Fundamentally, the employee should have signed a statement confirming the information he provided at the interview was full, complete and accurate, failing which he accepted instantaneous termination for gross misconduct. You do not say if this occurred here or if his contract restricts any other employment.
With or without a signed contract, an implied duty of good faith is owed by the employee, so you could challenge him and invite him to lie to his employer, which would give you grounds to dismiss him summarily.
Alternatively, you could simply dismiss by way of notice — giving the statutory minimum of one week’s notice, without getting into dispute over whether or not his actions constituted gross misconduct. If he has been with you for less than a year, he would not have any rights to bring an unfair dismissal claim at Employment Tribunal. If he has been employed for longer, he would ordinarily have to bring a claim within three months of the date of dismissal.

We’ve got a great opportunity to tender for a pharmaceutical company, but they’ve recently been targeted by animal rights extremists. We’re concerned our own officers could become targets — is there anything we can do?
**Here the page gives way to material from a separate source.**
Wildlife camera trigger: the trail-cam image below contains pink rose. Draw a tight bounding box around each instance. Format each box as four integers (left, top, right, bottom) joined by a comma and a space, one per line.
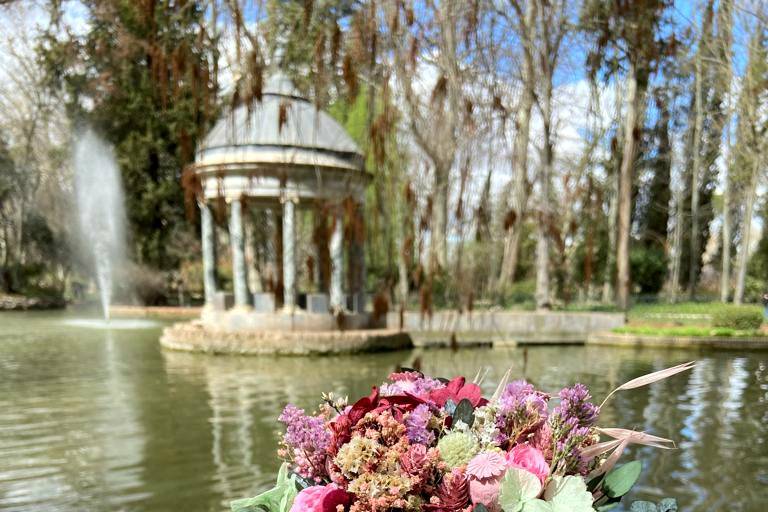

You are right to be cautious here, following some well-publicised horror stories. Unfortunately, while the law helps to a point, it is limited — despite Companies House being able to remove certain company information from public record in the form of a Confidentiality Order.
To apply successfully, you’d need to provide evidence of extremist website threats, abusive emails, telephone calls, faxes or letters, newspaper articles of incidents, police incidence reports or other third-party risk reports, much of which is ‘an after the event response’. Alternatively, you would have to rely on a police assessment — but there is no guarantee of the police making a correct assessment.
It’s also worth noting that, even if it is granted, the order is not retrospective. While existing addresses of company officers will be removed from the current record, anyone can obtain a copy of previous registers which would still contain the information, so the risk is still there.
For this reason, many companies servicing ‘at-risk’ clients are now formed and registered overseas, where better protection may exist to protect the anonymity
of directors.
Other non-corporate bodies such as sole traders and partnerships could consider using the services of a holding office — in effect a mailbox — to preserve their privacy.